Question 5. How have you balanced the competing needs of a modern leadership role? How would you define a modern leadership role (e.g. what skills are required)?


I think (and hope) leadership is changing – it is less about a male standing on a stage defining and instructing and is more about inclusion, belonging and empowering.  The most senior person in the (now often virtual) room doesn’t know everything, and modern leaders value the contribution of their teams, develop shared visions and goals together so take collective responsibility and pride in owning and delivering them.  Whilst I don’t feel I have ever experienced gender discrimination in my career I am aware a lot of women feel they have, and it is good to see a more gender balanced leadership profile in the NHS than ever before.

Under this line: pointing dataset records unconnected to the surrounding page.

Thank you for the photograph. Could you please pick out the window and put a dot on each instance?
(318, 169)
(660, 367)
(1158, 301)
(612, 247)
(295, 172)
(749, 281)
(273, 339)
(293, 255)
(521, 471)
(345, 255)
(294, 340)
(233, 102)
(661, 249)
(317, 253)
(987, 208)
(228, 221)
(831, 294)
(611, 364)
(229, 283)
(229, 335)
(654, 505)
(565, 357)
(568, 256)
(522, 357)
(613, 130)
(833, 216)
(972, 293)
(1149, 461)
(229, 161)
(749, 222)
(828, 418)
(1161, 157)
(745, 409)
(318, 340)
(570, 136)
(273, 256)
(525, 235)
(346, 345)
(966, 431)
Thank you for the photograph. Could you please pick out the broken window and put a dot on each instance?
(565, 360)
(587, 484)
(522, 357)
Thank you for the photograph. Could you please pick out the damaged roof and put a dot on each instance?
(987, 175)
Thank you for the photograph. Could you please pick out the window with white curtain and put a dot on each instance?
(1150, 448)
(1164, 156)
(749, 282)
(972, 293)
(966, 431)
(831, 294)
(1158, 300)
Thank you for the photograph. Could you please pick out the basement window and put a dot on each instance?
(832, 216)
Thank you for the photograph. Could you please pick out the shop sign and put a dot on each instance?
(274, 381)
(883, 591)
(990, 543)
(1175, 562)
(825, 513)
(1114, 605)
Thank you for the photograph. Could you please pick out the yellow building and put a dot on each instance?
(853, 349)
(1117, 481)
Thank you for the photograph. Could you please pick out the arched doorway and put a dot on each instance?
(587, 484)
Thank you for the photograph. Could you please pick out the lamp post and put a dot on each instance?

Question 6. The theme for this year’s International Women’s Day is #BreakTheBias, if you could change one thing to help achieve that objective what would it be?


Everyone has something they can bring to the party, so invite people, encourage them to talk and contribute and THE most important thing is to LISTEN!

Question 7. What advice would you give to finance staff in furthering their careers and becoming leaders?


Do a role you enjoy and think you can continue to grow and develop into, and think about the broader aspects of finance and how you can apply your financial skills not just doing straight finance – don’t apply for a job that you can do 100% – there’s nowhere to go in it for you!

Question 8. What do you enjoy doing outside of the working week?


Spending time with my 4 beautiful grandchildren, time in my potting shed and garden and generally socialising with friends and family.